Non, ici, l'essentiel n'est pas dans les faits, les choses, les matérialités. On connaît tout ça, pertinemment, dès le départ, ou du moins on le perçoit. Ce qui compte, c'est le comment, le pourquoi. Comment, pourquoi en arrive-t-on à ça ? Comment l'horreur peut-elle s'inviter ainsi dans un cadre de vie apparemment aussi paisible ? Pourquoi en venir là, pourquoi ne pas avoir réagi plus tôt ?
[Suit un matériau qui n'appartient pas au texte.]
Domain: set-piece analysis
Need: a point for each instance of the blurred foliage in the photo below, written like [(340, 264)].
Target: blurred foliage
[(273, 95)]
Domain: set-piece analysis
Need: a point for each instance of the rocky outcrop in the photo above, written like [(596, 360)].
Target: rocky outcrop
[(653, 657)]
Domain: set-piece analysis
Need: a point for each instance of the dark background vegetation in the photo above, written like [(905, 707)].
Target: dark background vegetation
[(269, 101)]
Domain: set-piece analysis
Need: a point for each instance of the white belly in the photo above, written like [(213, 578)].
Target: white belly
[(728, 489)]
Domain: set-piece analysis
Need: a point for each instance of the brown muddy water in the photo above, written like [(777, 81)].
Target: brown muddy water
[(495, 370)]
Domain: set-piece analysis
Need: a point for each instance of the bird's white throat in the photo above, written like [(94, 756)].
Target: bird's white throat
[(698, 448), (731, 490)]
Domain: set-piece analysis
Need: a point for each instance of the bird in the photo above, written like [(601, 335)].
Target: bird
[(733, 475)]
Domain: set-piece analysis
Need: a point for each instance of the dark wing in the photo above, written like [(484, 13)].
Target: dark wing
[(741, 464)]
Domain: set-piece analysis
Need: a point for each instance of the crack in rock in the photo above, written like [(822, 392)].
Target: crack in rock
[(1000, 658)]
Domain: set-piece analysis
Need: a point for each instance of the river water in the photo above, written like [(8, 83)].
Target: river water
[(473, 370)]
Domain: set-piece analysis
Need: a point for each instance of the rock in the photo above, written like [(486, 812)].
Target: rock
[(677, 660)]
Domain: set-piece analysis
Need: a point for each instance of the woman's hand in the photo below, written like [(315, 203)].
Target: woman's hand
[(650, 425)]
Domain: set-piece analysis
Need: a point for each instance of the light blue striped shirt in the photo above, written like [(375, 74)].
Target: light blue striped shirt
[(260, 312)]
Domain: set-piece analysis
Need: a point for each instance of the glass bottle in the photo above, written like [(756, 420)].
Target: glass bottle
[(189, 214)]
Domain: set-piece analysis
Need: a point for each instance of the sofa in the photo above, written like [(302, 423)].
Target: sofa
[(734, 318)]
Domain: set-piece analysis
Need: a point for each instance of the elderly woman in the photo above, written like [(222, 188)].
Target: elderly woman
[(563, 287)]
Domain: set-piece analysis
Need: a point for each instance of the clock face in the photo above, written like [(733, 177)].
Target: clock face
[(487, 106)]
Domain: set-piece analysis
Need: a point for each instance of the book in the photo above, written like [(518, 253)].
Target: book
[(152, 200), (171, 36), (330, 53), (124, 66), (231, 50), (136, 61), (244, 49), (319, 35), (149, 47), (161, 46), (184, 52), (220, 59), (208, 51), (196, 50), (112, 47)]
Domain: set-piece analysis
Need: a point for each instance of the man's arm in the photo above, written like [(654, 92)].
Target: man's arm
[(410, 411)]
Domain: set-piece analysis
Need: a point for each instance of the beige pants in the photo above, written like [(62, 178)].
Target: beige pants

C'est enfin avant tout une histoire d'angles, de points de vue, de biais cognitifs. L'autrice nous pousse délibérément du côté des personnages qui ont intérêt à ce que l'on ne perçoive pas tout, que l'on se concentre démesurément sur des aspects du récit qui en occultent d'autres, pour que l'on se laisse abuser par les mêmes éléments que ceux qui font commettre de terribles erreurs aux autres personnages. Cela pousse Elizabeth Brundage à prendre son temps pour poser les jalons de son intrigue, à procéder à des retours en arrière sur une période de vingt ans, au point que l'on peut même se demander en début de roman ce à quoi elle veut en venir. Mais c'est justement grâce à ce travail de contextualisation et de suggestion que le livre se révèle si fort, voire si dévastateur dans ses dernières pages, lorsque tout s'agence d'un coup et que l'ampleur de ce qui couvait depuis les premiers chapitres est enfin exposée.

Ce n'est pas spectaculaire, ce n'est pas outrancier. C'est un peu cliché, bien sûr, le thriller psychologique au rythme lent et calculé et à l'atmosphère intimiste, mais lorsque c'est aussi bien fait qu'ici, cela donne lieu à un récit indéniablement prenant et convaincant. Dans les angles morts veut raconter plus qu'un meurtre : c'est une histoire de confiance qu'on accorde passivement tout en sachant qu'il vaudrait mieux s'en abstenir, parce qu'on est fatigué et qu'on n'a plus la force de se rendre justice à soi-même, c'est aussi une histoire de deuils mal digérés, d'ambitions avortées, de petites vengeances méditées. C'est un plaisir coupable, celui du lecteur voyeur et des frissons fictifs, ça ressemble à un concentré de stéréotypes mais ça n'en a que le côté addictif sans les aspects éculés, bref, que dire, foncez.